Another brilliant Seb start takes the lead, and while Ferrari got it wrong on strategy, the final third of the race was what so many wanted to see – An exhibition between Lewis Hamilton and Sebastian Vettel, swapping lap times as Seb was desperate to try and keep up, despite as all knowing Mercs were playing possum and the fact we all know that they’re just so damn fast. Two of the greatest ever on the same playing field. I took a lot of pleasure in that, even if I had every right to be frustrated again given it seemed Ferrari made the wrong decision.

And heck, the pigeon conversation after the race was absolutely hilarious and everything great about their respective characters. One of the highlights of the season from a personality standpoint if you ask me. Trust me, if their respective fanbases behaved like the drivers they apparently love so much, Formula wouldn’t be such a toxic environment right now.

People have asked me – Should Vettel leave? No. It took Michael Schumacher four years to get Ferrari to a point where he won a title, and there’s a valid argument that the McLaren’s of 98’ and 99’ were the last time F1 had seen a car quite as dominant as what Mercs are now.

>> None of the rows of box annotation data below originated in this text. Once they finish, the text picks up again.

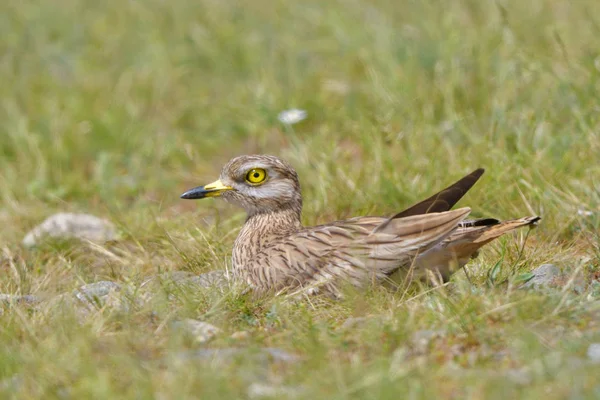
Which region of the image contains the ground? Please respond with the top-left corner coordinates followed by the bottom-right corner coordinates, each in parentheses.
top-left (0, 0), bottom-right (600, 400)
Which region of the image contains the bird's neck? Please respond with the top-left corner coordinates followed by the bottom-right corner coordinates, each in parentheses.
top-left (232, 209), bottom-right (302, 271)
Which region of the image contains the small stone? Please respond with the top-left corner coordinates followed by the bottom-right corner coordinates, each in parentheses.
top-left (411, 329), bottom-right (445, 354)
top-left (523, 264), bottom-right (561, 288)
top-left (341, 317), bottom-right (370, 329)
top-left (0, 294), bottom-right (41, 304)
top-left (23, 213), bottom-right (117, 247)
top-left (587, 343), bottom-right (600, 364)
top-left (141, 270), bottom-right (228, 288)
top-left (230, 331), bottom-right (250, 340)
top-left (173, 318), bottom-right (221, 343)
top-left (505, 368), bottom-right (533, 386)
top-left (186, 270), bottom-right (228, 288)
top-left (248, 382), bottom-right (303, 399)
top-left (178, 347), bottom-right (300, 364)
top-left (73, 281), bottom-right (121, 302)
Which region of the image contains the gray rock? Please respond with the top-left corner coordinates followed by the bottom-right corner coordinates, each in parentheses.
top-left (340, 317), bottom-right (370, 329)
top-left (248, 382), bottom-right (304, 399)
top-left (141, 270), bottom-right (229, 288)
top-left (73, 281), bottom-right (121, 302)
top-left (186, 270), bottom-right (229, 288)
top-left (505, 367), bottom-right (533, 386)
top-left (587, 343), bottom-right (600, 364)
top-left (178, 347), bottom-right (300, 364)
top-left (23, 213), bottom-right (117, 247)
top-left (0, 294), bottom-right (41, 304)
top-left (411, 329), bottom-right (445, 354)
top-left (173, 318), bottom-right (221, 343)
top-left (523, 264), bottom-right (561, 288)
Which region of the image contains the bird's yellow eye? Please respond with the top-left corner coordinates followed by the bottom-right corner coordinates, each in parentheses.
top-left (246, 168), bottom-right (267, 185)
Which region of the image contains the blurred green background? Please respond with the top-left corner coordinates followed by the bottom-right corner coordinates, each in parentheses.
top-left (0, 0), bottom-right (600, 399)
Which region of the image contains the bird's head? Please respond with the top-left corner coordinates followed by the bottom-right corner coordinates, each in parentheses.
top-left (181, 155), bottom-right (302, 215)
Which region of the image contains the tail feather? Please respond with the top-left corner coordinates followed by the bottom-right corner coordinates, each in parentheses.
top-left (406, 216), bottom-right (541, 280)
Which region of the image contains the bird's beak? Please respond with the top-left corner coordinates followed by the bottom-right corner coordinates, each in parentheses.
top-left (180, 180), bottom-right (233, 200)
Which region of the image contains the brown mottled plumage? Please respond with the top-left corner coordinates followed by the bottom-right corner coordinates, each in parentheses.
top-left (181, 155), bottom-right (539, 295)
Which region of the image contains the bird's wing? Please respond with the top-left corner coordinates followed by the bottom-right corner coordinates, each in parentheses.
top-left (394, 168), bottom-right (485, 218)
top-left (244, 208), bottom-right (470, 291)
top-left (415, 216), bottom-right (541, 280)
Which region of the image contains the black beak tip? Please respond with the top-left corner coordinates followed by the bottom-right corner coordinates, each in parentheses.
top-left (179, 187), bottom-right (204, 200)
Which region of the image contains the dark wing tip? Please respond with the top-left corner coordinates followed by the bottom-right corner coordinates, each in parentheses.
top-left (393, 168), bottom-right (485, 218)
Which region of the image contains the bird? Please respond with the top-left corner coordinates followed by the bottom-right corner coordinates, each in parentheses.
top-left (180, 155), bottom-right (540, 298)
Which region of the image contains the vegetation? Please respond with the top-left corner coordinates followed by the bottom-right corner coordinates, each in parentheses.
top-left (0, 0), bottom-right (600, 400)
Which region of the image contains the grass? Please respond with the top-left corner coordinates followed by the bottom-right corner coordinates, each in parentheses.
top-left (0, 0), bottom-right (600, 399)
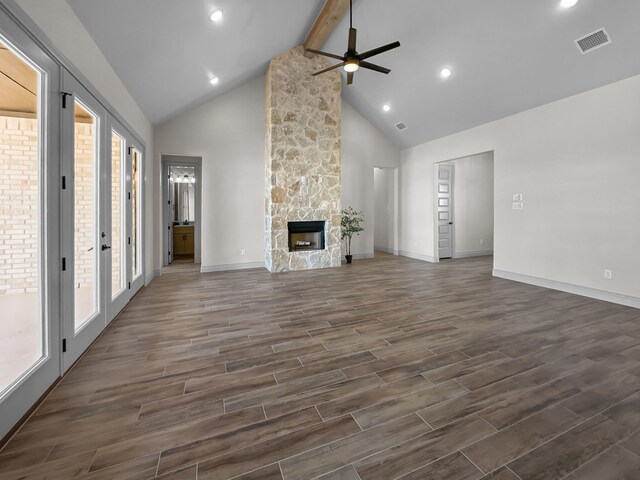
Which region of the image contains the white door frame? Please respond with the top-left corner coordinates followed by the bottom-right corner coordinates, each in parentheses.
top-left (160, 154), bottom-right (202, 267)
top-left (433, 160), bottom-right (456, 263)
top-left (0, 8), bottom-right (61, 439)
top-left (61, 70), bottom-right (111, 372)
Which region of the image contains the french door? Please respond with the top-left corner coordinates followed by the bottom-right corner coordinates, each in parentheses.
top-left (62, 70), bottom-right (144, 372)
top-left (0, 9), bottom-right (60, 438)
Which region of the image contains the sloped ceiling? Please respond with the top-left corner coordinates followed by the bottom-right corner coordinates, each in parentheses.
top-left (67, 0), bottom-right (640, 148)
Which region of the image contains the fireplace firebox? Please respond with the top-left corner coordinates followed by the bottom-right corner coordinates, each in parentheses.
top-left (288, 221), bottom-right (326, 252)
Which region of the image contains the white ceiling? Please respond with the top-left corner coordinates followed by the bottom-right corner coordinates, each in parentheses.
top-left (67, 0), bottom-right (640, 147)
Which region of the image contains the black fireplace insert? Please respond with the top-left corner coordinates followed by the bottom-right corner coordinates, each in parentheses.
top-left (288, 221), bottom-right (327, 252)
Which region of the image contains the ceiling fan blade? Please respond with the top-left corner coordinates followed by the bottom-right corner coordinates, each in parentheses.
top-left (360, 61), bottom-right (391, 73)
top-left (311, 62), bottom-right (344, 77)
top-left (347, 28), bottom-right (358, 52)
top-left (358, 42), bottom-right (400, 60)
top-left (305, 48), bottom-right (344, 60)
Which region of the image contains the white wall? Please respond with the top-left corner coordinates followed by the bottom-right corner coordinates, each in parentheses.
top-left (342, 100), bottom-right (400, 256)
top-left (400, 76), bottom-right (640, 306)
top-left (153, 77), bottom-right (264, 271)
top-left (16, 0), bottom-right (153, 277)
top-left (447, 152), bottom-right (493, 257)
top-left (373, 168), bottom-right (398, 254)
top-left (153, 77), bottom-right (400, 271)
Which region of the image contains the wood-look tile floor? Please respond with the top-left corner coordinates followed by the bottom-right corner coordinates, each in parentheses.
top-left (0, 254), bottom-right (640, 480)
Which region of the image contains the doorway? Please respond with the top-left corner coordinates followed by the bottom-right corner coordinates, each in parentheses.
top-left (373, 167), bottom-right (398, 255)
top-left (161, 155), bottom-right (202, 266)
top-left (434, 152), bottom-right (494, 260)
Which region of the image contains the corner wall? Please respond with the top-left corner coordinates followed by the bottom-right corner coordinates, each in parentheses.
top-left (153, 77), bottom-right (400, 271)
top-left (400, 76), bottom-right (640, 307)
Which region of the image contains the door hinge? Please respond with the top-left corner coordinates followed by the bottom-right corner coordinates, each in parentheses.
top-left (60, 92), bottom-right (71, 108)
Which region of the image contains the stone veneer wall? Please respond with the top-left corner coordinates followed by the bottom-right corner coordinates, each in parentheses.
top-left (265, 47), bottom-right (342, 272)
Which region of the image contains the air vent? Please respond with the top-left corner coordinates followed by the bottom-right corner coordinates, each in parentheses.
top-left (576, 28), bottom-right (611, 55)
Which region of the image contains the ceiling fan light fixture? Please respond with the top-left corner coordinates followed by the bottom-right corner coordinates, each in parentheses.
top-left (560, 0), bottom-right (579, 8)
top-left (343, 60), bottom-right (360, 73)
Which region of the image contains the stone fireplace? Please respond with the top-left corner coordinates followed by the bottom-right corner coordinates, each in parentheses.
top-left (265, 47), bottom-right (342, 272)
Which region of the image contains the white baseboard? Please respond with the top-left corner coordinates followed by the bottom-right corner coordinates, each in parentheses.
top-left (493, 269), bottom-right (640, 308)
top-left (373, 245), bottom-right (399, 255)
top-left (453, 250), bottom-right (493, 258)
top-left (353, 252), bottom-right (374, 260)
top-left (144, 270), bottom-right (162, 285)
top-left (200, 262), bottom-right (265, 273)
top-left (398, 250), bottom-right (440, 263)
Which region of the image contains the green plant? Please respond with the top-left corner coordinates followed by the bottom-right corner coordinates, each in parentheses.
top-left (340, 207), bottom-right (364, 255)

These kinds of massive changes take time, and it’s easy to forget that the Ferrari team we have now has been rebuilt from the ground up after having Fernando Alonso for 5 years, an obedient teammate, and a misfiring Red Bull team as competition and STILL didn’t win a title, the last year being nothing short of an unmitigated disaster. But this is what happens when the sport is so desperate for stories and what’s an answer to a seemingly unanswerable question: “How do you beat the greatest F1 team in modern history?”

I’ve accepted that this year, will not be that year. Mercs have never looked weaker this year in terms of leaving the door open to be beaten on multiple occasions this season, and despite that, they’ve won 11 out of 12 so far this season and are on course for the greatest season ever in terms of win percentage. The only time they haven’t was when they literally removed themselves from a Grand Prix! So yeah, fair to say this season is a write-off.

I’m just going to sit back, and not take Seb too seriously for the rest of the year. If he can nab a GP between now and the end of the year, that’s a bonus, but I already know he has the ability to cause some upsets, and that’s half the battle here – But as we all already know, it’s the car that needs to be the difference maker, and 2017 can’t come around quicker given it’s seemingly another F1 soft reset.

Is that what it’s like being a Ferrari fan? I mean, the red is nice an’ all, but goddamn, this team is often like watching your newborn child trying to walk. Endearing, kinda cool, but still kinda frustrating all at the same time. And you often bump your head on something.